Später durfte ich mehrmals mit dem brasilianischen Pferdetrainer Sergio Lima Beck zusammen arbeiten und u.a. Einblicke in seine Methode bekommen, Jungpferde anzureiten: völlig zwanglos, in entspannter Ruhe und mit immer den gleichen Abläufen für das junge Pferd. Die Gewöhnung an Sattel und Reitergewicht passieren quasi "nebenbei" und ein Großteil der Ausbildung findet im Gelände statt.
2016 begann ich, mittlerweile wohnhaft in Berlin, Reitunterricht zu geben. Durch Empfehlungen war ich bald rund um Berlin unterwegs, um Menschen mit ihren Pferden zu unterstützen. 2021 folgten dann bei Richard Hinrichs und Johannes Beck-Broichsitter die Ausbildung zum FN-Trainer C für klassisch barockes Reiten und 2022 der FN-Trainer B.
Pferdemenschen, die mir immer wieder viele wertvolle Dinge mit auf den Weg geben, sind unter anderem Kaja Stührenberg, Maren Schulze, Imke Schlömer, Richard Hinrichs und Johannes Beck-Broichsitter. Dafür bin ich sehr dankbar.
Egal, ob Jungpferd oder erfahrenes Pferd, ob Gangpferd, Iberer, Warm- Voll- oder Kaltblut – es braucht einen ehrlichen und individuellen Blick aufs Pferd und auf den dazugehörigen Menschen. Wir dürfen das Pferd nicht als Objekt sehen, was funktionieren muss, sondern es ist unsere Pflicht, es durch pferdegerechten Umgang, Haltung und eine Ausbildung dazu zu befähigen, uns überhaupt erst einmal tragen zu können, wenn wir reiten wollen. Das wird meiner Meinung nach durch das klassisch-barocke System sehr gut zusammen gefasst.

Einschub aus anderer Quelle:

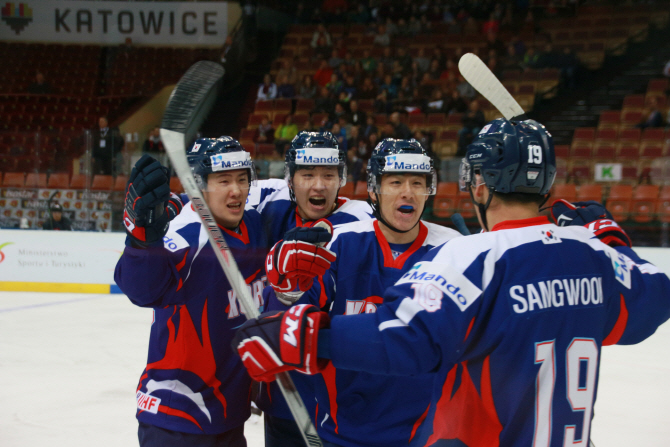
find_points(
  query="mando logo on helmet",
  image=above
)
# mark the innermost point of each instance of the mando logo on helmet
(303, 158)
(393, 163)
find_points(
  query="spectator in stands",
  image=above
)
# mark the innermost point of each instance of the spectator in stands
(422, 62)
(334, 86)
(267, 90)
(40, 86)
(264, 132)
(434, 71)
(349, 87)
(307, 88)
(284, 88)
(400, 129)
(356, 116)
(473, 120)
(358, 156)
(288, 69)
(284, 134)
(492, 25)
(437, 104)
(323, 74)
(107, 145)
(368, 62)
(370, 126)
(56, 220)
(530, 59)
(652, 116)
(367, 90)
(387, 59)
(495, 44)
(324, 103)
(321, 41)
(390, 87)
(382, 38)
(464, 89)
(511, 61)
(456, 104)
(153, 142)
(335, 60)
(568, 64)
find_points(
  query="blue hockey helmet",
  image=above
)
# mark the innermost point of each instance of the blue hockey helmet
(511, 157)
(309, 149)
(393, 156)
(208, 155)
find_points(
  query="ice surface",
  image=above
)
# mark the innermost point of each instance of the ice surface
(69, 366)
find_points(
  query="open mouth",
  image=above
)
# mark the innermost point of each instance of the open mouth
(317, 201)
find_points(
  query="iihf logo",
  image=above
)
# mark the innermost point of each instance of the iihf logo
(17, 16)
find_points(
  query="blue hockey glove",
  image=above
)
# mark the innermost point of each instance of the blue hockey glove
(149, 204)
(593, 216)
(282, 341)
(295, 261)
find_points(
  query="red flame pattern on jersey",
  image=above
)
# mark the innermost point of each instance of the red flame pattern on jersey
(466, 415)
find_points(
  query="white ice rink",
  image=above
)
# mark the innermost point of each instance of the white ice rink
(69, 365)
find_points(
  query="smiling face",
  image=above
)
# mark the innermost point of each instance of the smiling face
(402, 198)
(226, 196)
(315, 191)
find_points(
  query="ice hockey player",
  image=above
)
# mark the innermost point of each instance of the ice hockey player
(194, 390)
(359, 408)
(511, 321)
(314, 171)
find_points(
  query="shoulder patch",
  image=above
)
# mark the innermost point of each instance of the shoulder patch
(450, 282)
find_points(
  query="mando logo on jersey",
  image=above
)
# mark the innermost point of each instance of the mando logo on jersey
(452, 283)
(557, 293)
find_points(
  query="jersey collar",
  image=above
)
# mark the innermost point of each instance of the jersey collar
(511, 224)
(242, 236)
(399, 262)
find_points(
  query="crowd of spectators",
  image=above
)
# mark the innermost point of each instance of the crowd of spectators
(397, 82)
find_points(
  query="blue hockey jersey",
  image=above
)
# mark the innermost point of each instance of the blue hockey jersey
(193, 382)
(512, 323)
(359, 408)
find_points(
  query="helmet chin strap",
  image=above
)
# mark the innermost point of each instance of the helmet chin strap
(376, 209)
(482, 207)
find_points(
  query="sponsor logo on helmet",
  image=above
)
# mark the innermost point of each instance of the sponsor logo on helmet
(231, 160)
(317, 157)
(407, 163)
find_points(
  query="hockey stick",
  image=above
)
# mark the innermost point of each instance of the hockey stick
(482, 79)
(187, 108)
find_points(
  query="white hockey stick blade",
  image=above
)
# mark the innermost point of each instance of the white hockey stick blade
(482, 79)
(187, 108)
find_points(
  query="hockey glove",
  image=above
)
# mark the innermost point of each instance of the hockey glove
(149, 205)
(593, 216)
(282, 341)
(294, 262)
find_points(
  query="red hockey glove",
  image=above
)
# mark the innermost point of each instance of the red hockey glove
(282, 341)
(149, 205)
(295, 261)
(593, 216)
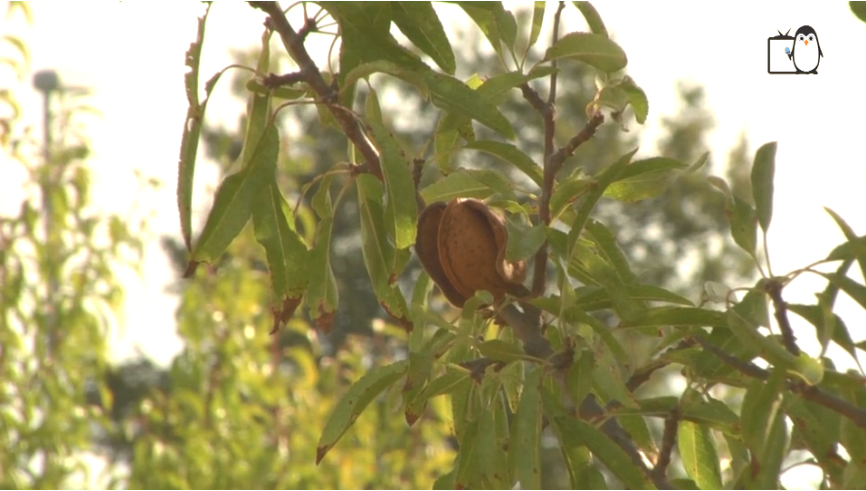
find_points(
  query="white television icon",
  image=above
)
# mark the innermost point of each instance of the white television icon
(777, 59)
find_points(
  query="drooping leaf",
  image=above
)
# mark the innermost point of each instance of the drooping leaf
(605, 450)
(401, 209)
(418, 22)
(466, 184)
(604, 179)
(763, 170)
(593, 20)
(287, 255)
(537, 21)
(354, 401)
(698, 451)
(644, 179)
(525, 443)
(191, 132)
(454, 96)
(233, 201)
(322, 293)
(510, 154)
(378, 252)
(523, 241)
(593, 49)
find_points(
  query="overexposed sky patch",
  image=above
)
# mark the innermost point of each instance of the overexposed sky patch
(132, 55)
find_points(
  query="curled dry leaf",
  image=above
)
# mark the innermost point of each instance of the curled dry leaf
(461, 244)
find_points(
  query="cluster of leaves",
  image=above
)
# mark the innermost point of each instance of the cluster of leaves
(502, 397)
(58, 297)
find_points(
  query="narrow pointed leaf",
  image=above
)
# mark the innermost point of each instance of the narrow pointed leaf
(510, 154)
(593, 20)
(763, 171)
(698, 451)
(593, 49)
(401, 209)
(191, 132)
(418, 22)
(322, 293)
(287, 255)
(354, 401)
(526, 439)
(605, 450)
(234, 199)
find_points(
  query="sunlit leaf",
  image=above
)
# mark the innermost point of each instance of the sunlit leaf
(233, 201)
(593, 20)
(354, 401)
(763, 170)
(401, 210)
(418, 22)
(593, 49)
(698, 451)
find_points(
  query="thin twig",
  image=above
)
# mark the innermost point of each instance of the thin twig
(669, 440)
(809, 392)
(774, 289)
(294, 44)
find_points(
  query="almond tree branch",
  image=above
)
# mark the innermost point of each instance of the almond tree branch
(294, 44)
(527, 327)
(774, 289)
(809, 392)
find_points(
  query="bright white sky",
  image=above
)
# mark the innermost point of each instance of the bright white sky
(131, 54)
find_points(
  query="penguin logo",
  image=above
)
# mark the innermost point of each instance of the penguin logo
(797, 54)
(806, 51)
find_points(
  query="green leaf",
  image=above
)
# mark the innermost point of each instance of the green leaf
(364, 70)
(613, 457)
(636, 97)
(855, 248)
(378, 252)
(760, 409)
(418, 373)
(322, 293)
(495, 22)
(401, 209)
(537, 21)
(287, 255)
(593, 20)
(567, 192)
(644, 179)
(818, 427)
(593, 49)
(605, 178)
(763, 171)
(582, 472)
(366, 37)
(354, 401)
(233, 201)
(854, 290)
(696, 447)
(523, 241)
(191, 132)
(477, 448)
(827, 327)
(499, 350)
(418, 22)
(511, 154)
(609, 250)
(525, 444)
(859, 10)
(465, 184)
(744, 224)
(677, 316)
(454, 96)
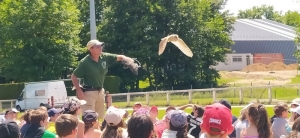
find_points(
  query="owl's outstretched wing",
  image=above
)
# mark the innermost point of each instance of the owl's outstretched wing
(183, 47)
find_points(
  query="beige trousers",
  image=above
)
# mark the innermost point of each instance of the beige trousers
(94, 101)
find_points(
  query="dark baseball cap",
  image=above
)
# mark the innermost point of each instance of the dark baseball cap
(11, 110)
(89, 116)
(53, 111)
(9, 129)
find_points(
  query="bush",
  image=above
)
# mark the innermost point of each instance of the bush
(13, 91)
(112, 84)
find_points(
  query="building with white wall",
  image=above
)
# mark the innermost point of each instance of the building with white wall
(235, 62)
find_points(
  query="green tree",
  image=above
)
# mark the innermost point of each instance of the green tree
(85, 35)
(135, 28)
(258, 12)
(291, 18)
(39, 38)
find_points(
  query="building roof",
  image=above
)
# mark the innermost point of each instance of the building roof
(261, 29)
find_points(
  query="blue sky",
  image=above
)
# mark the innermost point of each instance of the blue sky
(279, 5)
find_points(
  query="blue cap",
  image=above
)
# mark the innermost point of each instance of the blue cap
(53, 111)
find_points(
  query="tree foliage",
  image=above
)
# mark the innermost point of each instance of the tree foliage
(39, 38)
(259, 12)
(291, 18)
(135, 28)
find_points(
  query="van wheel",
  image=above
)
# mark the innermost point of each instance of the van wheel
(19, 108)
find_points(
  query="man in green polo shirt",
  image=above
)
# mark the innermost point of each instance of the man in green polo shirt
(93, 69)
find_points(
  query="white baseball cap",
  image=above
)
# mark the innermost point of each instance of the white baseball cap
(114, 116)
(296, 101)
(92, 43)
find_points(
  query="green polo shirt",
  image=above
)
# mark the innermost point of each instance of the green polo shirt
(92, 72)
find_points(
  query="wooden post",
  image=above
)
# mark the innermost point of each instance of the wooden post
(128, 99)
(214, 95)
(270, 94)
(52, 101)
(147, 98)
(241, 95)
(107, 99)
(168, 98)
(190, 96)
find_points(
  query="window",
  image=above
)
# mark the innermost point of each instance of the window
(236, 58)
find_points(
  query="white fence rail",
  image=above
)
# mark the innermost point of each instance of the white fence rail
(238, 93)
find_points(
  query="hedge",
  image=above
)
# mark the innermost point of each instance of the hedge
(13, 91)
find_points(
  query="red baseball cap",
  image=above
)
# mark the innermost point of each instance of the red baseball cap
(219, 117)
(154, 108)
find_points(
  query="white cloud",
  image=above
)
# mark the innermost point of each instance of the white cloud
(279, 5)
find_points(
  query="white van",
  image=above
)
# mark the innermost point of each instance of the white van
(36, 94)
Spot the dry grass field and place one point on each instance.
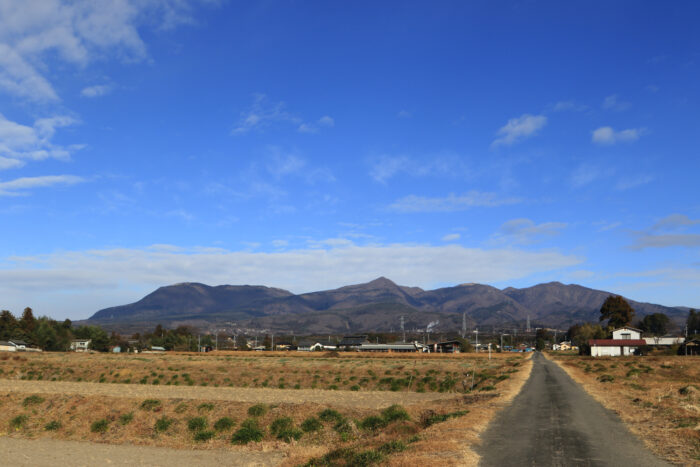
(434, 412)
(658, 397)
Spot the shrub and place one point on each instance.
(53, 426)
(126, 418)
(392, 447)
(18, 422)
(99, 426)
(32, 400)
(366, 458)
(289, 434)
(395, 412)
(197, 423)
(311, 424)
(150, 404)
(372, 423)
(224, 423)
(203, 435)
(257, 410)
(330, 415)
(162, 424)
(429, 417)
(249, 431)
(280, 424)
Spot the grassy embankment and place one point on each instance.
(658, 397)
(328, 434)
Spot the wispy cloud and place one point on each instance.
(450, 203)
(525, 231)
(93, 275)
(613, 102)
(572, 106)
(264, 113)
(633, 181)
(585, 174)
(74, 32)
(607, 135)
(18, 141)
(19, 186)
(386, 166)
(519, 128)
(96, 91)
(451, 237)
(671, 231)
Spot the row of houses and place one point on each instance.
(17, 345)
(628, 340)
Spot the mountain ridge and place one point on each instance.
(372, 306)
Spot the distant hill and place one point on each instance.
(374, 306)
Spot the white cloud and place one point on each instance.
(6, 163)
(386, 166)
(562, 106)
(100, 278)
(19, 141)
(607, 135)
(673, 222)
(264, 113)
(614, 103)
(450, 203)
(74, 32)
(633, 181)
(326, 121)
(96, 91)
(671, 231)
(525, 231)
(586, 174)
(519, 128)
(19, 186)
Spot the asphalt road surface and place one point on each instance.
(554, 422)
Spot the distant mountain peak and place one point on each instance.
(382, 282)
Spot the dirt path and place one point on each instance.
(350, 399)
(553, 421)
(49, 453)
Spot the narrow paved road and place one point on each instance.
(554, 422)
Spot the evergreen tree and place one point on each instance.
(617, 311)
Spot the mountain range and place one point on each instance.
(371, 307)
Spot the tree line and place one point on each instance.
(616, 312)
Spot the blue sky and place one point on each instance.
(309, 145)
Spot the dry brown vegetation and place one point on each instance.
(353, 434)
(657, 397)
(284, 370)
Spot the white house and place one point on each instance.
(625, 342)
(665, 340)
(80, 345)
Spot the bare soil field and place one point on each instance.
(399, 426)
(283, 370)
(658, 397)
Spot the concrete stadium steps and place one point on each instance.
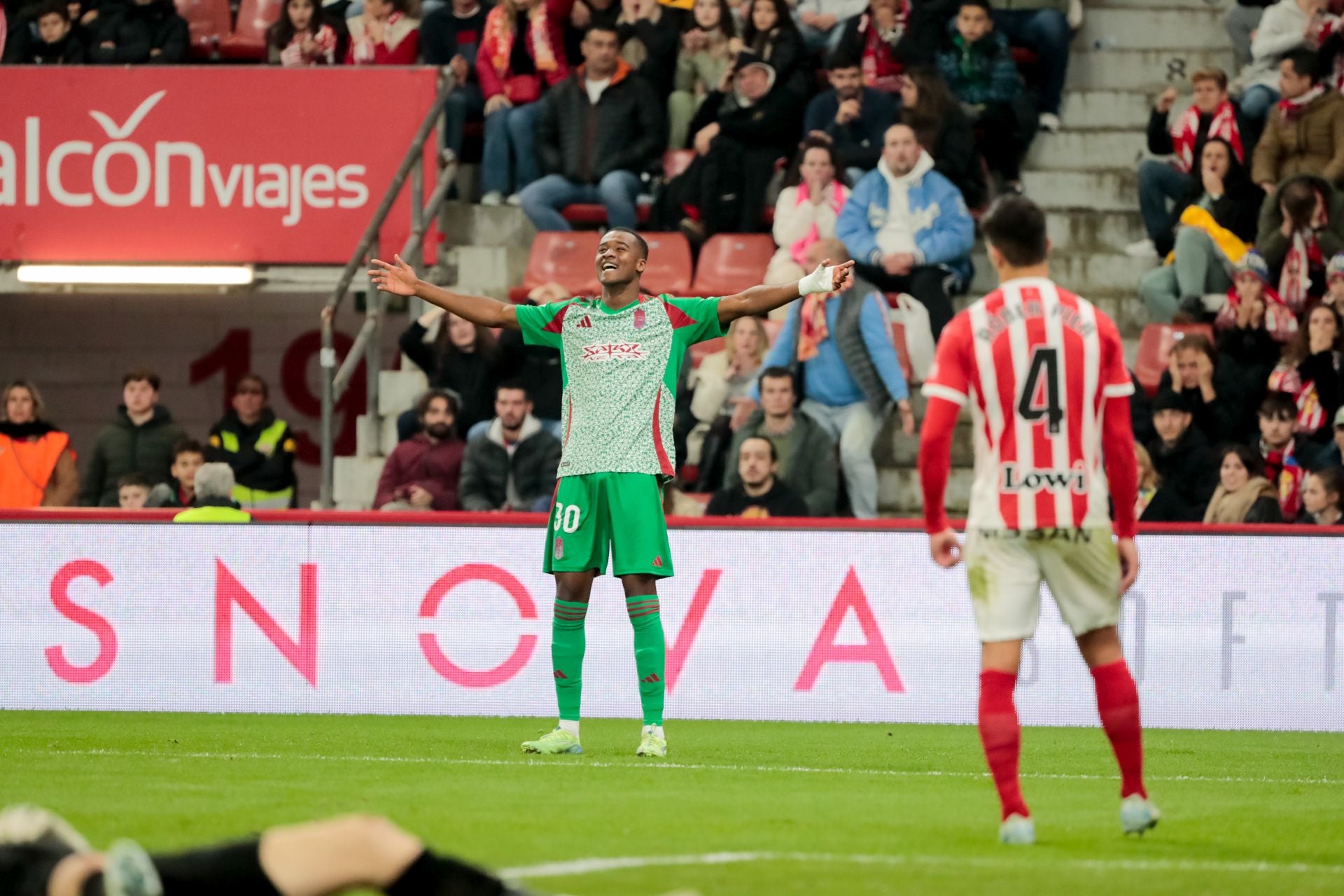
(1075, 149)
(1107, 109)
(1140, 69)
(1152, 27)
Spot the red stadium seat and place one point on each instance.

Die Ausbildung des Pferdes beginnt am Boden, ohne Zeitdruck und Zwangsmittel. Wir können hier über die gewichtslose Arbeit mit dem Pferd, also an der Longe, Arbeit an der Hand (am kurzen Zügel oder Kappzaum) mithilfe von lösenden und versammelnden Lektionen das Pferd ideal für die Arbeit mit Reitergewicht vorbereiten.
Vielseitige, aber wohl dosierte Reize und Situationen sollen das Pferd "gewöhnen", dass es weiß, dass jede Situation, vor die ich es stelle, zu bewältigen ist. Das gibt dem Tier Selbstvertrauen und Vertrauen in den Menschen. Dazu gehört auch, dass ein Mensch abschätzen kann, wann ein Pferd physisch oder psychisch überfordert ist. Dieses Einfühlungsvermögen strebe ich an.
Wenn mein Pferd psychisch und physisch ins Gleichgewicht kommt, wird es mit mir tanzen. Dafür gebe ich ihm die Zeit, die es braucht.